To Automate or Not To Automate…Automation Is The Answer
A recent article by CNN goes on to state, “The Bank of England has warned that machines could take over 80 million American and 15 million British jobs over the next 10 to 20 years. That’s roughly 50% of the workforce in each country.”
There is no question that robots and automation provide efficiencies far greater than human capabilities. Machines work faster, don’t need breaks and always show up to work on time.
Does this mean that people will be put out of work as the quote states? No, robotics and automation is the constant evolution of the industrial revolution. When Henry Ford created a production line and was able to build a car in a day rather than a month where there articles and protesters calling for “the good old days?” Progress moves forward.

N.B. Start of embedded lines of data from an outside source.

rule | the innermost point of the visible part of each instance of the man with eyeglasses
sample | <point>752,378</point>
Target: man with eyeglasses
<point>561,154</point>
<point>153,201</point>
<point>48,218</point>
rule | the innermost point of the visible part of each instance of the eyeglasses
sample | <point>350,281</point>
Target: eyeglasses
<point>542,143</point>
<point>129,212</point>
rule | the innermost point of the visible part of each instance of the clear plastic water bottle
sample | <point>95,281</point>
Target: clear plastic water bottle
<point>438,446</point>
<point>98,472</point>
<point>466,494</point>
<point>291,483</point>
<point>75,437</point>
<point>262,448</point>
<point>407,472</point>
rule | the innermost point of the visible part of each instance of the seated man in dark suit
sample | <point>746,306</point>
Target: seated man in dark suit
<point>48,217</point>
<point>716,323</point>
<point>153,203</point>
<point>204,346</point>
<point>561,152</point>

Over 20 years ago, Dispen-SI-matic A-Frame systems where putting together thousands of orders an hour. Did it eliminate people? No, it displaced them to other parts of their organization that needed resources. Companies such as Walgreens, CVS, Rite-Aid, Johnson & Johnson and many others were taking full advantage of the benefits of automation and robotics and growing their businesses.
What is the alternative? The nature of business constantly drives improvement and profitability. The widespread use of automation and robotics over the past 20 years was progressively increasing, but at a very slow rate. Fast forward to today where supply chains and distribution systems are being required to evolve to perform at higher levels than previously thought possible. How do you obtain these efficiencies? Automation and robotic systems. No one automates just for the sake of automation. They automate to solve a problem and increase their competitiveness, business levels and profitability.
A return on investment (ROI) is an easy indicator to see whether automation and robotics is even worth considering. Today we are seeing the different elements of automation and robotics line up to make it a simple decision.
- Costs of the equipment has been decreasing or saying steady over the last number of years.
- The precision and accuracy of these systems have increased dramatically.
- The performance levels and capabilities have increased exponentially.
- The burdened cost of labor in the US has increased while the age and obesity levels of the workforce make keeping a trained workforce more challenging.
- The availability of cheap money makes financing and getting capital at the easiest point in decades.
When you mix these elements, they translate into a need for automation and robotics that companies looking to survive and thrive need to do. Companies can’t simply say they are the cheapest and best manufacturer in a state or region. They usually have to be the best in the world to keep their organizations healthy.
Cheap labor, lax environmental controls, cheap resources, government funding, trained labor and many other factors need to be negated when working locally but competing globally.
So will robots and automation replace up to 50% of England’s labor in 10 to 20 years? It might in numbers, but what will it create? Multiple fold employment for engineers designing and implementing the automation and robotics. The IT, service and maintenance people who will be in even greater demand to keep these new mission critical equipment running and optimized.
Plus let’s look at the most obvious answer. If England’s (and the world’s) companies don’t optimize their processes and equipment they won’t be in business in 10 to 20 years. The net loss of jobs is far greater than the 50%… it’s 100%! If companies can’t be competitive they are out of business and every job in the facility and those servicing that facility are totally eliminated. Automation and robots don’t seem too bad now?
So yes, automation and robots do eliminate labor, but they provide the necessary optimization levels required to compete and thrive in a world based economy and will create jobs ten-fold to replace those it displaces. Yes, not replaces, but displaces. The gilded craftsmen who built buggy whips and processed whale oil didn’t one day cease to exist. They learned new crafts and professions and have thrived in a global economy where automation and robots work together with their human benefactors to everyone’s benefit.